Sets of lines feed into abstract compositions reminiscent of the Russian artists El Lissitzky and Kazimir Malevich. Like the two historical fellows, Yoder is conscious of the power of geometric shapes, informal composition and the weight of bold color. Two panels titled "Crown" and "Maple" form a diptych composed from "safety" yellow and glossy black.
The lines formed from graffiti tags and the retired symbols create a dynamic flow of shapes between the two panels. Foremost they are urban relics: honoring the ever-present, dueling states of construction and deconstruction. The materials come from an act of deconstruction, but the overall art work mimics an architectural drawing, thus becoming part of Yoder's Plans for a Beautiful City.
"Perry Hall" is a larger work, constructed from signs in shades of pearled whites with symbols shaped from black and silver paint. The composition of Yoder's new "codes" looks like technical information, the silvery surface part of an enlarged silicon chip. The most significant element of the piece is the textural quality achieved by the aged signs: scratches, dents, and discoloration all combine to create an abstract description of urban renewal. Yoder seems to illustrate that the pace of change has quickly set in, leaving only unfamiliar fragments behind.

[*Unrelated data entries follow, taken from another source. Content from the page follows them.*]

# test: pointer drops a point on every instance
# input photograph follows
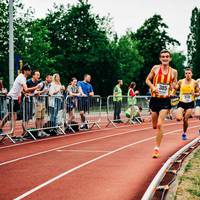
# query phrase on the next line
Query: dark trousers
(54, 111)
(117, 109)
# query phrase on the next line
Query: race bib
(187, 98)
(163, 89)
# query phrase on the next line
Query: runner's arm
(26, 89)
(197, 90)
(175, 82)
(149, 78)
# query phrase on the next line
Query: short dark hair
(48, 75)
(165, 51)
(26, 67)
(33, 72)
(132, 85)
(73, 78)
(118, 81)
(86, 75)
(188, 69)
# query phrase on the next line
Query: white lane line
(78, 133)
(69, 145)
(82, 151)
(67, 135)
(89, 162)
(77, 143)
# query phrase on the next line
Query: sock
(156, 148)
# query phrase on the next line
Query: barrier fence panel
(43, 113)
(83, 112)
(6, 117)
(127, 109)
(142, 102)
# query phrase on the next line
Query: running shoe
(156, 153)
(184, 136)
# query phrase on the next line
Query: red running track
(98, 165)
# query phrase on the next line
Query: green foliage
(178, 62)
(152, 37)
(193, 43)
(72, 40)
(80, 45)
(129, 60)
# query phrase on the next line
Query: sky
(131, 14)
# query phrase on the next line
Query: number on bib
(163, 89)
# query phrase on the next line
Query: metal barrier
(84, 112)
(6, 117)
(43, 113)
(127, 109)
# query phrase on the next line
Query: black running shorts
(158, 104)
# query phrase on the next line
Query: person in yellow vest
(197, 106)
(188, 91)
(161, 80)
(117, 101)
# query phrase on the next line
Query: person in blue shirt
(86, 91)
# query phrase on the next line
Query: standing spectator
(33, 82)
(132, 101)
(15, 94)
(86, 91)
(117, 100)
(3, 92)
(56, 103)
(197, 108)
(41, 104)
(72, 93)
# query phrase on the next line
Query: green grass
(189, 186)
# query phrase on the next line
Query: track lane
(39, 163)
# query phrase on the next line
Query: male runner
(188, 91)
(164, 80)
(197, 106)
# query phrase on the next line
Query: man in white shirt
(15, 93)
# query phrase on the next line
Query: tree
(178, 62)
(193, 43)
(152, 37)
(128, 58)
(80, 45)
(33, 45)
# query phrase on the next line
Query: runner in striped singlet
(188, 91)
(164, 81)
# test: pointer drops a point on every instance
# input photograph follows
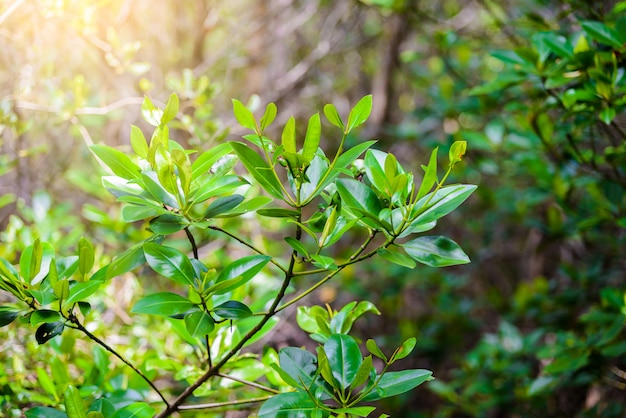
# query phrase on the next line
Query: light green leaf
(258, 168)
(74, 405)
(312, 138)
(395, 383)
(359, 113)
(119, 163)
(244, 116)
(199, 323)
(171, 110)
(163, 303)
(288, 405)
(330, 111)
(232, 310)
(344, 358)
(289, 136)
(169, 262)
(436, 251)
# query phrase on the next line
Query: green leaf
(344, 358)
(138, 142)
(208, 159)
(119, 163)
(289, 136)
(47, 331)
(86, 256)
(82, 291)
(43, 316)
(297, 245)
(163, 303)
(430, 175)
(169, 262)
(436, 251)
(199, 323)
(312, 138)
(127, 261)
(7, 315)
(394, 255)
(244, 116)
(330, 111)
(171, 110)
(74, 405)
(268, 116)
(444, 201)
(232, 310)
(599, 32)
(167, 223)
(135, 410)
(258, 168)
(245, 269)
(44, 412)
(222, 205)
(359, 113)
(405, 349)
(373, 348)
(395, 383)
(288, 405)
(278, 213)
(299, 364)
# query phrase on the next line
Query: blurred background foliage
(533, 327)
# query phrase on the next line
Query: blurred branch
(8, 12)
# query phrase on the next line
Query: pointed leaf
(344, 358)
(395, 383)
(436, 251)
(119, 163)
(169, 262)
(163, 303)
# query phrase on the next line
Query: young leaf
(268, 116)
(395, 383)
(199, 323)
(163, 303)
(119, 163)
(289, 136)
(74, 405)
(344, 358)
(171, 110)
(359, 113)
(232, 310)
(258, 168)
(244, 116)
(430, 176)
(330, 111)
(436, 251)
(312, 138)
(169, 262)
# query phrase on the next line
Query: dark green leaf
(119, 163)
(232, 310)
(47, 331)
(258, 168)
(164, 303)
(599, 32)
(288, 405)
(436, 251)
(395, 383)
(169, 262)
(245, 269)
(222, 205)
(199, 323)
(344, 358)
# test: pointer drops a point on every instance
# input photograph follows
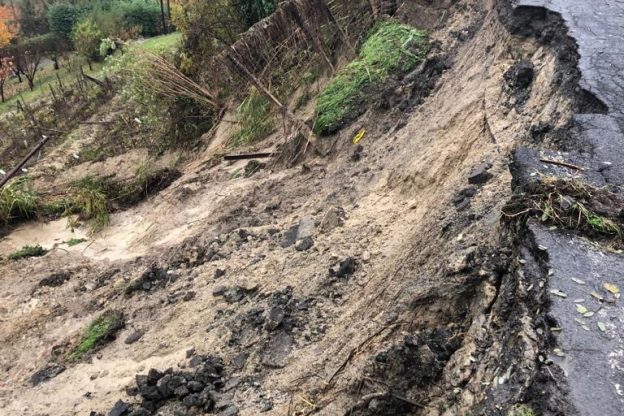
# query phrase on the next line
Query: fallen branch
(246, 156)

The surface is also marred by bullet-sized holes. With this element, Yoder offers another tidbit of tension. It brings to mind, "Where did these signs come from, which neighborhood, and who lived there?" In Plans for a Beautiful City, Yoder has created a document of a generic sense of place.
In this way, much like Marie Sester's multimedia work in Fictional Cities at PICA a few months ago, Yoder addresses a universal view of place, and offers the viewer the window seat, as the plane passes over the grids below.